Randomized trial versus observational study challenge, VII: randomization, second part

[Previous installments: here, here, here, here, here, here]

Last installment was the first examination of what "randomized" means in a randomized controlled trial (RCT). We finish up here by calling attention to what randomization does and doesn't do and under what circumstances. The notion of probability here is the conventional frequentist one, since that's how most RCTs are interpreted by users. Before we launch into the details, let's stop for a minute to see where we've been and why.

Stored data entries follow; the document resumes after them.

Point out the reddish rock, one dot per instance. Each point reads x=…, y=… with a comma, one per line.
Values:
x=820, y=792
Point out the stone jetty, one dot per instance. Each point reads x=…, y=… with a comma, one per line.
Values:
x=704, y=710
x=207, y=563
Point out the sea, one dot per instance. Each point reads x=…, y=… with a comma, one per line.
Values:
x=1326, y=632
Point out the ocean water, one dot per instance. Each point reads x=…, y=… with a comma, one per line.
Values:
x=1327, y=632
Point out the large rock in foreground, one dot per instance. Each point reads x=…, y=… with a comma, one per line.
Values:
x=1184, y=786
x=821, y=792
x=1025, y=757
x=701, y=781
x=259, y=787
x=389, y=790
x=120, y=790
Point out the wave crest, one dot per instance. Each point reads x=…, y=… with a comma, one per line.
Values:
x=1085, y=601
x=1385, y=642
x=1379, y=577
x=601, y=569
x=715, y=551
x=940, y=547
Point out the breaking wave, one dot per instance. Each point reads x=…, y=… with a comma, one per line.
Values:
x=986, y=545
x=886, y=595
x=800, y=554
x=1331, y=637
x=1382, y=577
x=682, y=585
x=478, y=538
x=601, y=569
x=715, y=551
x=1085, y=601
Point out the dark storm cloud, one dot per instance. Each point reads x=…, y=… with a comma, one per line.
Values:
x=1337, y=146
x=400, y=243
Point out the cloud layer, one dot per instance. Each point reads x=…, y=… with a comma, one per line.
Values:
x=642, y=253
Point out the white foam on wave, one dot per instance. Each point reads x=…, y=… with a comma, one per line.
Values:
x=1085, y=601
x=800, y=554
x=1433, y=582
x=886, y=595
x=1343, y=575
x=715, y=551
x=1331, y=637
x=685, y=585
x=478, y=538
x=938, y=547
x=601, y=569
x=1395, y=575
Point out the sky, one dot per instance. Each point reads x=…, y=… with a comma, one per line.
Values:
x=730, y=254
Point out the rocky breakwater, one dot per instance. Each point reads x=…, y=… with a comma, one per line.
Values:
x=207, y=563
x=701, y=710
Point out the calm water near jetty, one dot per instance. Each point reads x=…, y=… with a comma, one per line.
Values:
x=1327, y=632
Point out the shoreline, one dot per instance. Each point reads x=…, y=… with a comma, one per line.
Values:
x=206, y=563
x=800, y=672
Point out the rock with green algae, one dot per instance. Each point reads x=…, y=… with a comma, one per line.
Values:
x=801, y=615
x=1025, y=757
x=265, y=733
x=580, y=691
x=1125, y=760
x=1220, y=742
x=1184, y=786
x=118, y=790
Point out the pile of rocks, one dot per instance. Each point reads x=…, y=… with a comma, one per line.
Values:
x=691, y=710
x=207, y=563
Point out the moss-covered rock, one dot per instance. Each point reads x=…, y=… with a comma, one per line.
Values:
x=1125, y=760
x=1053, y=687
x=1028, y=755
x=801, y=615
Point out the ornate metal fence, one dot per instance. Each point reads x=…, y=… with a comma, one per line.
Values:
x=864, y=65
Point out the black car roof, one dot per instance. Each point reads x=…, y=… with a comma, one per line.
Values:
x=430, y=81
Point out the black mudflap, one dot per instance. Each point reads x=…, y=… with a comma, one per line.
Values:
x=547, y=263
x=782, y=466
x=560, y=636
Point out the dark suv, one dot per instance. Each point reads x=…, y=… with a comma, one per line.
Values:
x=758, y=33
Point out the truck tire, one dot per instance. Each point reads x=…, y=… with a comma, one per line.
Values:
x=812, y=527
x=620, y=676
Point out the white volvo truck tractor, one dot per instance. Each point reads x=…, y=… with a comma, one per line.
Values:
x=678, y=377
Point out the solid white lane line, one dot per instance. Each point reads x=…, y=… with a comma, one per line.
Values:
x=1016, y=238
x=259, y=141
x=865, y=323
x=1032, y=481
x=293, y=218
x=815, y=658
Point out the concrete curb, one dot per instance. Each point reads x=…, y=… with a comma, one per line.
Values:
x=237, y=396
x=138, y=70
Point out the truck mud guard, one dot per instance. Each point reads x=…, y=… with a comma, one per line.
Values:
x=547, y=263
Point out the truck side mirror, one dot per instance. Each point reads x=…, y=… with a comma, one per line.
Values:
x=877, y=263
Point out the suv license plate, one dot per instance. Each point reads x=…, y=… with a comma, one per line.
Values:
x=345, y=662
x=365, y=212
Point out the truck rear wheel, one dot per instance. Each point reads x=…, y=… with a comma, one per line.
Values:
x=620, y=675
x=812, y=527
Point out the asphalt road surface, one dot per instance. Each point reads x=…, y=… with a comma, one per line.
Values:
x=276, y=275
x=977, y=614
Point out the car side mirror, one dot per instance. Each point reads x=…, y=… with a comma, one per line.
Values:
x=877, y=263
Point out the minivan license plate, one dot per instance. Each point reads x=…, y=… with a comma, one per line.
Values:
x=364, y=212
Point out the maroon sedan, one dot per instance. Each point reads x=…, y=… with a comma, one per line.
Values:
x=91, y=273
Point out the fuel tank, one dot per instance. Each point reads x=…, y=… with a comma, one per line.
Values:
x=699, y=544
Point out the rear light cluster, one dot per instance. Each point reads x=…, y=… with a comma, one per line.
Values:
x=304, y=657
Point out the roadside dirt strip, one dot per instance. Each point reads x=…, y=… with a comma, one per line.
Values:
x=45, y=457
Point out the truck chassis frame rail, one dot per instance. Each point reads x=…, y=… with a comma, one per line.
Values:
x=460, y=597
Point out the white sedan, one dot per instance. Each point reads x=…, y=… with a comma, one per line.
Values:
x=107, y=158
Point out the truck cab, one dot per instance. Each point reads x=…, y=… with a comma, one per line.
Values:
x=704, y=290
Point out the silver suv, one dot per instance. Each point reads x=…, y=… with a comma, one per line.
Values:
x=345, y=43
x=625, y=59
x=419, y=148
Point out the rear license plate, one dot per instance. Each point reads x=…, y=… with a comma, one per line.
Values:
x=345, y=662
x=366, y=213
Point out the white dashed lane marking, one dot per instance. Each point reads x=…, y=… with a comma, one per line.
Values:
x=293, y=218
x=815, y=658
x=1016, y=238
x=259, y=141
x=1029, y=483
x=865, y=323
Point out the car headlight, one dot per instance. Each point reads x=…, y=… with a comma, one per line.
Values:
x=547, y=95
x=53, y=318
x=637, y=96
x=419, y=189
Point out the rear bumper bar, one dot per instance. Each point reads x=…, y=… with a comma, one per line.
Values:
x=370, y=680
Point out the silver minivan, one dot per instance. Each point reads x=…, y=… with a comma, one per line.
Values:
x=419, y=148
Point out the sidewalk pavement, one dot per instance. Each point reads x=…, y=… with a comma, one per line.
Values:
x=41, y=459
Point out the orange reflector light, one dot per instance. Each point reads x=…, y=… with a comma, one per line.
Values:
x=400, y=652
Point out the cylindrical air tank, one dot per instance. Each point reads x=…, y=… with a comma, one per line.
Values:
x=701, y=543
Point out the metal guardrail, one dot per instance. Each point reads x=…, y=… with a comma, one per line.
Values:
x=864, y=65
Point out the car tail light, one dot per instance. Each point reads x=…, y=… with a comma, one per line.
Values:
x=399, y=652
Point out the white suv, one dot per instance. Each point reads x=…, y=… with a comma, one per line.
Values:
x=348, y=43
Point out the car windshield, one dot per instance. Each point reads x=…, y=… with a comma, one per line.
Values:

We began with a challenge to you, our readers. In the first post of this series we described an uncontrolled, unblinded, small convenience sample trial of clinical efficacy conducted (and later published in a peer reviewed medical journal) by a practicing cardiologist using her patients with refractory hypertension. On the basis of solid mechanistic data she conjectured that an anti-epilepsy drug approved by the FDA for safety and anti-convulsive efficacy would have a beneficial effect on the blood pressure of her patients who so far had not responded to any other treatment. A series of 29 patients with blood pressure measured before and after a short course of treatment showed a clinically and statistically significant reduction in both systolic and diastolic blood pressure. We asked you to tell us why and for what this study or case series (we didn't stipulate what to call it) should be relied upon as producing valid scientific information. What we described, while highly plausible and perhaps even typical of clinical literature, was entirely fictitious and deliberately constructed so as not to have any of the features considered not only desirable but necessary by many Evidence Based Medicine (EBM) advocates. Sophisticated EMB advocates do not represent this extreme, but many EBM consumers do. The idea that unless something has been subjected to an RCT it remains scientifically unproved is a tacitly assumed and prevalent position among clinicians and scientifically savvy non-clinicians. Our ultimate claim is that it is wrong twice: once in rejecting systematically collected reliable information from non-RCTs, including the extreme opposite pole as in our challenge example; and the undue weight given the RCT as a source of evidence.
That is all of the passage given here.